After “extensive plea negotiations” between Epstein’s lawyers, including Roy Black, and federal prosecutors, Epstein and the U.S. Government entered into a non-prosecution agreement under which the government would not pursue federal charges if Epstein pled guilty to state-law charges of solicitation of prostitution.

Two of Epstein’s victims later sued the federal government for not informing them of the plea negotiations as required by the Crime Victims’ Rights Act, 18 U.S.C. § 3771. The victims then moved to compel production of the correspondence between Epstein’s lawyers and prosecutors. Epstein and Black intervened to prevent disclosure, arguing that an evidentiary privilege precluded production of plea-negotiation correspondence.

FRE 410 Does not Create Privilege

Epstein first argued that Federal Rule of Evidence 410 created an evidentiary privilege protecting plea negotiations from disclosure. The Court quickly dismissed this argument because “Rule 410 governs the admissibility of plea negotiations, not the discoverability of them.” Privileges pertain to discoverability and Rule 410 is simply inapplicable.

No Common Law Plea-Negotiations Privilege

Epstein alternatively argued that the Court should recognize a federal common-law evidentiary privilege for plea negotiations. The Court acknowledged that FRE 501 empowers federal courts to continue the evolutionary development of evidentiary privileges, but also that courts generally disfavor “newly minted” privileges that contravene the principle that the public has a right to “every man’s evidence.”

The Court analyzed Epstein’s privilege request through the four factors enunciated in Jaffee v.

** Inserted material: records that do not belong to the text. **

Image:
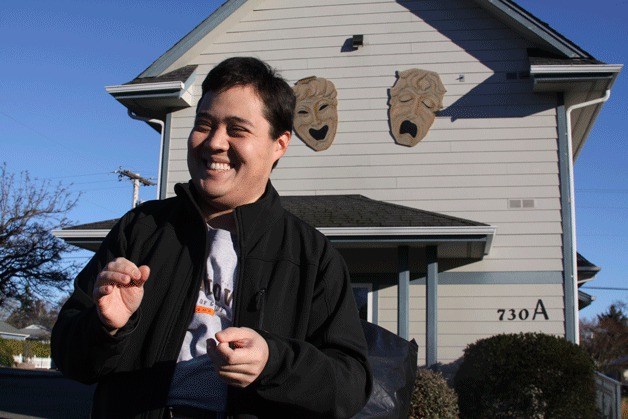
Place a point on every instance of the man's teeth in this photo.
(218, 166)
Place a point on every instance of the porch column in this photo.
(403, 293)
(431, 291)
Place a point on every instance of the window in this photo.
(364, 300)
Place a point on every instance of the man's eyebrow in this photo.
(239, 120)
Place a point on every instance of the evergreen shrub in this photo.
(6, 356)
(432, 397)
(28, 348)
(529, 375)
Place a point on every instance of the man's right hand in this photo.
(118, 292)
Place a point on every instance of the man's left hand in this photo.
(239, 356)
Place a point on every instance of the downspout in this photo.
(574, 256)
(161, 143)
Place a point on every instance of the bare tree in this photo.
(31, 264)
(606, 337)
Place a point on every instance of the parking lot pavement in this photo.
(42, 394)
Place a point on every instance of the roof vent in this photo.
(521, 203)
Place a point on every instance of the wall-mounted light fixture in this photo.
(357, 41)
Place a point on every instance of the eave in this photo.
(453, 242)
(155, 97)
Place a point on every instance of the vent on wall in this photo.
(520, 203)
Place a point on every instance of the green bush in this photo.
(28, 348)
(432, 397)
(6, 356)
(529, 375)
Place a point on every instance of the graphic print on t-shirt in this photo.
(195, 383)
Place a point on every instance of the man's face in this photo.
(316, 113)
(230, 151)
(414, 99)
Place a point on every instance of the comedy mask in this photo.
(414, 100)
(316, 112)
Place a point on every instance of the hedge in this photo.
(529, 375)
(28, 348)
(432, 397)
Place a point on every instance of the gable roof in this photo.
(556, 65)
(349, 219)
(507, 11)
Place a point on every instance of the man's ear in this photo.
(281, 144)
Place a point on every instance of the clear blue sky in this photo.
(57, 121)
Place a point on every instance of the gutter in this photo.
(162, 132)
(397, 234)
(144, 87)
(574, 256)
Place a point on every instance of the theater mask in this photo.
(414, 100)
(316, 112)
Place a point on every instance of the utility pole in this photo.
(137, 179)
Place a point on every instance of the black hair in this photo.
(275, 93)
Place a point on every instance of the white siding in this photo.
(494, 141)
(467, 313)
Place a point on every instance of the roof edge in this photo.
(526, 21)
(144, 87)
(188, 41)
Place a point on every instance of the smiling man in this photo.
(218, 302)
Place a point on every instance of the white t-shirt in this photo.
(195, 383)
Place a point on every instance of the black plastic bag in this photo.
(393, 363)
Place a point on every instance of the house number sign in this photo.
(511, 314)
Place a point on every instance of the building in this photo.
(463, 234)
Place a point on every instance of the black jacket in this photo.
(293, 288)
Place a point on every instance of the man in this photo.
(218, 301)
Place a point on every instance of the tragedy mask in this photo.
(316, 112)
(414, 100)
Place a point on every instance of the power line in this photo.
(137, 179)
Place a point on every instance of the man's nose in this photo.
(218, 140)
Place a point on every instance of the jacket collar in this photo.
(252, 220)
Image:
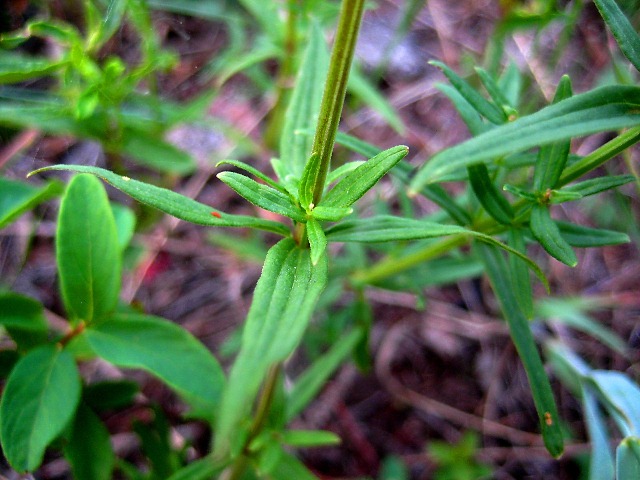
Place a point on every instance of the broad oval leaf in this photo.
(24, 319)
(19, 197)
(602, 109)
(283, 302)
(38, 402)
(87, 251)
(173, 203)
(163, 349)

Redmond, 510 U.S. 1, 10-15 (1996): whether the putative privilege (1) is rooted in the imperative need for confidence and trust; (2) serves the public interest; (3) promotes sufficiently important interests to outweigh the need for probative evidence; and (4) has any consensus among the states.

Noting that a prosecutor and a criminal defendant are adversaries and “do not enjoy a relationship of confidence and trust when they negotiate, the Court held that a plea-negotiations privilege did not meet any Jaffee criteria. In fact, the Court held that a plea-negotiations privilege would upset the admissibility balance of FRE 410, which permits introduction of plea negotiations into evidence in certain circumstances.